Clients would need to speak to their broker about what they should consider and disclose, she says.
“A key thing I did when booking my November travel back in May (which, as an Aucklander, I had to cancel) was to ensure that full refunds applied in the event of cancellation and being aware of and adhering to any cancellation time limits or other conditions,” says Gorham.
Travel remains an area where “considerable uncertainty” remains, but being fully vaccinated and delivering a negative test will be standard mandates for governments and airlines, Grafton adds.
“This would obviously have a direct impact on a non-vaccinated person’s ability to travel,” he says.

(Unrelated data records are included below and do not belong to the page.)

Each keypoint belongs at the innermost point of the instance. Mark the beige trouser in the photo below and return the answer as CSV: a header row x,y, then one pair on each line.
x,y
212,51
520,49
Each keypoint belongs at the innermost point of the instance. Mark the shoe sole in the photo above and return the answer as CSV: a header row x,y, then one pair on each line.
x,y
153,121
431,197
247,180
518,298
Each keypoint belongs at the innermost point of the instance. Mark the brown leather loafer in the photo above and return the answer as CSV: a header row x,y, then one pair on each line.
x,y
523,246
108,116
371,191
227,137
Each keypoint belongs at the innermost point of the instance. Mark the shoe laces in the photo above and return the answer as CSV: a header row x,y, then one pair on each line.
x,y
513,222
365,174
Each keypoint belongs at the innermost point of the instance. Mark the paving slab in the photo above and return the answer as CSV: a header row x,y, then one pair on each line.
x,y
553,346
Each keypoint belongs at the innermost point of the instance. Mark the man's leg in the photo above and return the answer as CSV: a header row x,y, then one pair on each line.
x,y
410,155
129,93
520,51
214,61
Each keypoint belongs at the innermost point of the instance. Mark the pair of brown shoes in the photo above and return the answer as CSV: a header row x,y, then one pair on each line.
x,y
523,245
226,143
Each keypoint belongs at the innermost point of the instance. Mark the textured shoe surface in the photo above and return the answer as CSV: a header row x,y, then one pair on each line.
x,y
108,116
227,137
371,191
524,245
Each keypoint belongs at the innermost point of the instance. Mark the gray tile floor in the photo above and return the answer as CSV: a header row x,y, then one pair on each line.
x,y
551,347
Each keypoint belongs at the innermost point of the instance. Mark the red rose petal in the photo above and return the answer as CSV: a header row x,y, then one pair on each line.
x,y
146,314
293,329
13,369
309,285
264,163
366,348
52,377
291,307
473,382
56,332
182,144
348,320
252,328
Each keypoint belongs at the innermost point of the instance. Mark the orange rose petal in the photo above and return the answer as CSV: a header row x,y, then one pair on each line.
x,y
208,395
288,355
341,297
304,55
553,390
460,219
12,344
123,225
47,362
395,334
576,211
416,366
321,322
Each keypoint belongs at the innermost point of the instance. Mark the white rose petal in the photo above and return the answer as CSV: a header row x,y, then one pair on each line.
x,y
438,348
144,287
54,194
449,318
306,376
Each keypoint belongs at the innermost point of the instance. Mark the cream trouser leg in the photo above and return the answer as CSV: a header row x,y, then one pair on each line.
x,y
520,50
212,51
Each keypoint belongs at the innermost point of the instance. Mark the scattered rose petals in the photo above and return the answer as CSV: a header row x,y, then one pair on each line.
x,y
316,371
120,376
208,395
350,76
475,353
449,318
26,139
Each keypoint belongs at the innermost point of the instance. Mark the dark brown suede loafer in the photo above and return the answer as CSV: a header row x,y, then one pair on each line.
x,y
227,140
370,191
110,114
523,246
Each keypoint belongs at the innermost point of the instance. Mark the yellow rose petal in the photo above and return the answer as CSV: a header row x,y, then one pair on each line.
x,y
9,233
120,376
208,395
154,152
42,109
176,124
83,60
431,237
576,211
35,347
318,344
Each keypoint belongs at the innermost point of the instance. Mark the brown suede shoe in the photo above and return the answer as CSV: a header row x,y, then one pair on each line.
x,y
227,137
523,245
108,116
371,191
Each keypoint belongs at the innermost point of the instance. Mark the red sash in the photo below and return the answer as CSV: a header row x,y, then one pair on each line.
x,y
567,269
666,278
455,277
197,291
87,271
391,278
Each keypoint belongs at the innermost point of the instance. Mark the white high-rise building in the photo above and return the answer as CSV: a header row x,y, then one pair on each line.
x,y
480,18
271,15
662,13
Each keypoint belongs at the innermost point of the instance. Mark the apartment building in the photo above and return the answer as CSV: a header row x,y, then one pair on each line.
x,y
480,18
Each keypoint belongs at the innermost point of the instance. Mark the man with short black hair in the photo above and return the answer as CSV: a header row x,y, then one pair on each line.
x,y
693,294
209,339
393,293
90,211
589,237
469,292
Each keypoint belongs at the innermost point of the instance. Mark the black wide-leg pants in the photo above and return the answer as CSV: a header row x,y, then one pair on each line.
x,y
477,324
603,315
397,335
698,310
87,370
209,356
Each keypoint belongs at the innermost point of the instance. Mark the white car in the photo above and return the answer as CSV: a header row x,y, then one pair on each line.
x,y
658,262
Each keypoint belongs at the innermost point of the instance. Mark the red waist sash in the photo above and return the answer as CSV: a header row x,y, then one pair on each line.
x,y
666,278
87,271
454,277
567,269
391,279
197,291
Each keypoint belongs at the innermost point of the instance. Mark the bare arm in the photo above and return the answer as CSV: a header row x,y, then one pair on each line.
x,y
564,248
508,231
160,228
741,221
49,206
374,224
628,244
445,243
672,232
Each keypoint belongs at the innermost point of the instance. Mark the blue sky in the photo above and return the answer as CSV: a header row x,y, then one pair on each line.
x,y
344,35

“The implications for insurance brokers are that, while cover is available, they will likely have to be more diligent in understanding the risks they present to insurers to ensure compliance with airline or government-mandated restrictions.
“Brokers should also be aware of the New Zealand Government’s ‘do not travel’ advisories as some insurers will not offer any cover for these countries, whereas others will provide cover for stolen luggage, medical events but not claims relating to Covid.”